Warriors' vitals not up to championship level at midway mark, but significant trade still feels unlikely
The Golden State Warriors are past the halfway point of their season and they're under .500 at 21-22, good enough, or bad enough, for the West's No. 8 seed and just one game clear, as crazy as it sounds, of a spot in the lottery. The defending champs have lost four of their last five to a decidedly bad group of opponents including the Pistons, Magic, the injury-depleted Suns and now the Bulls, who took out Golden State 132-118 on Sunday without DeMar DeRozan.
Golden State's vitals don't look great: 17th in offense, 19th in defense, negative net rating and the worst road record in the league. The Warriors attempt the fewest free throws while allowing the most. They have the league's second-worst turnover rate and make fewer restricted-area shots per game than any other team.
It makes for a tough shot diet, mostly jumpers, which the Warriors are still equipped to survive and even thrive on, but a bottom-10 offensive rebound rate further shrinks the already thin margin for error. Despite all this, nobody is willing to dismiss the Warriors as a contender, perhaps even a top one, for two reasons: Pedigree and Stephen Curry.
But is that enough? Back in November, when the Warriors had lost seven of their first 11 games to start the season, GM Bob Myers had this to say to The Athletic's Tim Kawakami with regard to whether Golden State would look to make any roster moves to up its chances of competing for another title.
"We haven't made any decisions. But I would say that we think we're a contender and we'll evaluate if we're still a contender, what we look like, many Games from now and decide the best course to move forward.
"But it is 11 games. I'll get back on the phone with you after 40 games or half the season and if we're talking about the same stuff, maybe it'll be different answers. But at this point, it is early. Not so early that we don't care what we're looking like. But it is too early to kind of make any drastic decisions."
So here we are, 43 Games into season, over halfway through the schedule. The Feb. 9 trade deadline is approaching. Will the Warriors do anything? Or do they still believe they have enough?
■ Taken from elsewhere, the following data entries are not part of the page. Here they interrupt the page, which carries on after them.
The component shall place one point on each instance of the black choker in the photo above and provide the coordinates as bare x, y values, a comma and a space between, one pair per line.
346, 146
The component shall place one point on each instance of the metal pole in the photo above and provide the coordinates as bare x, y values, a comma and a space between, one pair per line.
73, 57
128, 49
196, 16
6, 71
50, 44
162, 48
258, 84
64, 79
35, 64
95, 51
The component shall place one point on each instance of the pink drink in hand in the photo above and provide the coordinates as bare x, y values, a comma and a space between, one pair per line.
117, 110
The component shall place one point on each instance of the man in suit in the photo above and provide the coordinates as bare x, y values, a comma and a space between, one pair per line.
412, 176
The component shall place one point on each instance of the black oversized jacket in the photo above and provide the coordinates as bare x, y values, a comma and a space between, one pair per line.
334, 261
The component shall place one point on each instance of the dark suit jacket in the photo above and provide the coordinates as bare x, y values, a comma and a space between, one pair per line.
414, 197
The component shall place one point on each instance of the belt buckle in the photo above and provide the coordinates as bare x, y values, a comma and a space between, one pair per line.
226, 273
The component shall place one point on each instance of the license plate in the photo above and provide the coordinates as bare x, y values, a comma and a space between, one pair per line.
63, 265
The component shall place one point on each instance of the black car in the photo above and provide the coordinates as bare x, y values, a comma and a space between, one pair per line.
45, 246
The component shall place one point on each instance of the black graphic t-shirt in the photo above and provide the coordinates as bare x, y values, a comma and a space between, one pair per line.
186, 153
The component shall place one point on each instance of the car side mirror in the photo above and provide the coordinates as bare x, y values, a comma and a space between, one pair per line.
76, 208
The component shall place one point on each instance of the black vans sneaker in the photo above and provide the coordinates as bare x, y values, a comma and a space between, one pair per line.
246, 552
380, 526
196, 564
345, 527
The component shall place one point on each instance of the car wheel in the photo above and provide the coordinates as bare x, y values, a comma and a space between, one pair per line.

The starting lineup remains dominant, with the five-man unit of Curry, Klay Thompson, Andrew Wiggins, Draymond Green and Kevon Looney outscoring opponents by 21.5 points per 100 possessions, per Cleaning the Glass.
There's some hope for bench units, starting with Jordan Poole. The Warriors get 38.2 points a night from bench players, ninth most in the league (28 of those come from Poole and Donte DiVincenzo), but the bottom line is without Curry the Warriors play at what would be the second-worst offensive clip in the league, and without Green they operate at what would be the second-worst defensive clip, per CTG.
Jonathan Kuminga becomes a swing player. He registers as one of Golden State's two best trade assets (along with Poole), but the likelihood of them moving him is low. So he has play above his experience come playoff time, particularly defensively, where Golden State no longer hangs its hat.
Andre Iguodala is back, but how much can the Warriors squeeze out of him? How much does Anthony Lamb really have to offer in a postseason series? As trade candidates go, Moses Moody has some value. James Wiseman, perhaps, not so much, although there are people who still believe Wiseman is simply a bad fit in Golden State, not just for the system they run but for the expectations he faces to perform right away. I could see a team with a longer timeline still valuing his upside.
Outside that, there's not much the Warriors can do unless they want to put Poole on the table. I doubt that happens. Chances are, Golden State is going to put its eggs in the Curry basket and bank on Thompson and Green summoning one more run of excellence at the right time. If that happens, the Warriors can still play with anyone. But the margin for error is gone. Myers is going to have to decide if he wants to depend on everything peaking perfectly, or if he wants to give the Warriors some leeway at deadline time.